In the story, Mother Tongue, Amy Tan, the author, highlights the problems that children raised by immigrant parents go through as they grow. Having born just a few years after her parents settled in California from China, Tan grew in an environment where spoken English was different from the conventional version of the same language. Learning English for immigrants, especially those coming from nations where the language is not taught in public schools like China, is almost a challenging task.
Eventually, these immigrants end up speaking some form of ‘simple’ or ‘broken’ English, which in turn affects their children’s linguistic development. Tan’s article presents a problem, viz. the challenges that children, which are born of immigrant parents, undergo in the process of learning the English language. This paper also gives the solution that Tan offers for such problems. In addition, the paper gives the perceptions that children develop towards themselves and those speaking the ‘broken’ English.
As children grow under the care of immigrant parents who cannot speak proper English, they end up affecting their linguistic development. Tan posits, “…the language spoken in the family, especially in immigrant families, which are more insular, plays a large role in shaping the language of the child” (509). Tan arrives at this conclusion from experience.
She admits that her mother’s version of the English language affected her performance in school in areas like IQ tests, the SAT, and achievement tests. These areas require an individual to have strong grounding on the English language by understanding its different constituents in sentence construction and other grammar elements.
This problem explains why Tan scored higher marks in mathematics and science as compared to English. This challenge is common amongst students of Asian origin studying in American schools. Tan argues that the majority of these students end up taking engineering as opposed to English courses.
Undeniably, the version of the English language spoken in the homes of these students is broken or limited. Therefore, they cannot understand the basics of the proper English language, and thus they opt to study engineering because it deals with concepts that do not require prowess in grammar.
Unfortunately, the challenge transcends home setting, and it spills over to education institutions, which compounds the Asian students’ challenges in American schools. Some tutors are not convinced of these students’ capability to perform excellently in English. However, instead of encouraging them to improve their skills, the teachers simply say it to the students’ faces.
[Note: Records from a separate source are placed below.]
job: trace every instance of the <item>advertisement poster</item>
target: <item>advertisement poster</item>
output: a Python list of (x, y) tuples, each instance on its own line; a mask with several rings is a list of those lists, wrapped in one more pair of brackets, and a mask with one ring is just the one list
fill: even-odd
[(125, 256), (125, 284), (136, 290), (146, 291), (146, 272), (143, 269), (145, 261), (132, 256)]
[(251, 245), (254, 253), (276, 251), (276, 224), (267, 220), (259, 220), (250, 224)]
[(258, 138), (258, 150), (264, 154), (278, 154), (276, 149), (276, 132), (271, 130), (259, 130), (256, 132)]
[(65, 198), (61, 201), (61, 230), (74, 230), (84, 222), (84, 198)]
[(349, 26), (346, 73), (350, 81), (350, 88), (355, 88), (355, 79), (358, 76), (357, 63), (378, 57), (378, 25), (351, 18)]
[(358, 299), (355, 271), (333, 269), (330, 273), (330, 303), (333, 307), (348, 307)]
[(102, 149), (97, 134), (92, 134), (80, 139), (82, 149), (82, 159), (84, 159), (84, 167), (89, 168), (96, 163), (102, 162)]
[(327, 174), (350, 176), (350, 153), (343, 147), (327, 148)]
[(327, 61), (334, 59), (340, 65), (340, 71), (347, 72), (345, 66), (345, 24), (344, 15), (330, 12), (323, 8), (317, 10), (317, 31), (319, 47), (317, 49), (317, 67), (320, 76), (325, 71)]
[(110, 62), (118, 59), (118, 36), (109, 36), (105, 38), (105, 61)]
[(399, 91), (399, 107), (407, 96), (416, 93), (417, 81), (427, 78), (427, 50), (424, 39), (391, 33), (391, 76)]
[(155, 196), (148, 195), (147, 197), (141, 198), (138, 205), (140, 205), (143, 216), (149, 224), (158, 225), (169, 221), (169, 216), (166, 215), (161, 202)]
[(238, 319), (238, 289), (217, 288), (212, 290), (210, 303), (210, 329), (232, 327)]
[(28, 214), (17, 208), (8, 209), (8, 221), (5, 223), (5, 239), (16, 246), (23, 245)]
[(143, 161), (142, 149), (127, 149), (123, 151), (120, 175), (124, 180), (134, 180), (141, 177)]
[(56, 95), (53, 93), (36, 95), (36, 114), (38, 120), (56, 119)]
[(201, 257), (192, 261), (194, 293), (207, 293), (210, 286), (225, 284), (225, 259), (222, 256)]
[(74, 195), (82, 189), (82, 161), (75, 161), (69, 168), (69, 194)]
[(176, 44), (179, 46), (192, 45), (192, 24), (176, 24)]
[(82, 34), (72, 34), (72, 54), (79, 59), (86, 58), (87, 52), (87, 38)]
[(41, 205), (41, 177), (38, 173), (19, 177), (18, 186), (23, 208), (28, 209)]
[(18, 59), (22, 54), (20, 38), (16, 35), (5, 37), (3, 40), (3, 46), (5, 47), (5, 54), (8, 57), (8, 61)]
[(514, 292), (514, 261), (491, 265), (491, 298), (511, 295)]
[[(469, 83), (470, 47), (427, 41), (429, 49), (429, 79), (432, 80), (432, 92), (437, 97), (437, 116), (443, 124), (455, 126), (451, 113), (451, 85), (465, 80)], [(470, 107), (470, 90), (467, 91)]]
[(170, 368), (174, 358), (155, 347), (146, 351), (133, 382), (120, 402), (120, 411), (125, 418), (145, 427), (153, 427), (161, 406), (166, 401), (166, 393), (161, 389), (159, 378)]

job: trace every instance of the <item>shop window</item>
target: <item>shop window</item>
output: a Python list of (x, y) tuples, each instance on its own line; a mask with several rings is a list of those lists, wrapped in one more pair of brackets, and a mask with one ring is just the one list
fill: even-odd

Therefore, the teachers push the students into engineering courses, albeit indirectly. In addition, the Native American society thinks the same concerning these students’ English capabilities.
For instance, Tan recounts a case where her boss noted that perhaps one of the worst decisions she had made was to pursue writing because her skills in that area were horrifying. On the contrary, the boss felt that Tan should probably pursue accounting. These stereotypes hurt students of Asian origin studying in the United States. Therefore, they end up shunning English courses to pursue science and mathematics.
Another problem of having ‘limited’ English in their homes for students of Asian origin is the issue of perception. Mostly, these students have self-limiting perspectives. Tan posits, “…everything is limited, including people’s perceptions of the limited English speaker” (508). Tan believed that her mother’s thoughts were limited because whatever she had to say was incoherent and imperfect. This perception elicited feelings of shame in Tan towards her mother.
However, Tan’s feelings towards her mother were not simply abstract or unfounded. People surrounding her mother confirmed these feelings because they never took her seriously, no matter what she said. Apparently, Tan’s mother was also ashamed of her shortcomings, which explains why, at times, she had to use her daughter to communicate in her position. Conventionally, children look to their parents for inspiration.
However, if children cannot find such motivation and inspiration from their parents, they end up developing self-limiting perceptions, which might affect their future lives. Therefore, the pertinent question is what should be done in a bid to counter such shortcomings that are associated with students of Asian origin studying in the United States. Even though Tan does not give a direct answer to this question, students facing these challenges should follow her example.
Perhaps students of Asian origin studying in the United States should become rebellious. Tan notes, “Fortunately, I happen to be rebellious in nature and enjoy the challenge of disproving assumptions made about me” (510). Therefore, the solution for these challenges lies in disapproving the stereotype that immigrants speak broken English, and they cannot excel in the language.
Just like Tan, students facing this predicament should strive to rise above the baseless stereotypes and believe in their capabilities to become what they want. The mind can be trained to familiarise themselves with anything, and thus such students need to understand this principle and endeavor to achieve their goal of excelling in the English language. Tan is a living example that individuals of Asian origin can excel in studying and pursuing a career in the English language.
Tan, Amy. “Mother tongue.” A Writer’s reader. Eds. Donald Hall and Donald Emblem. New York: Longman, 2001. 506-510. Print.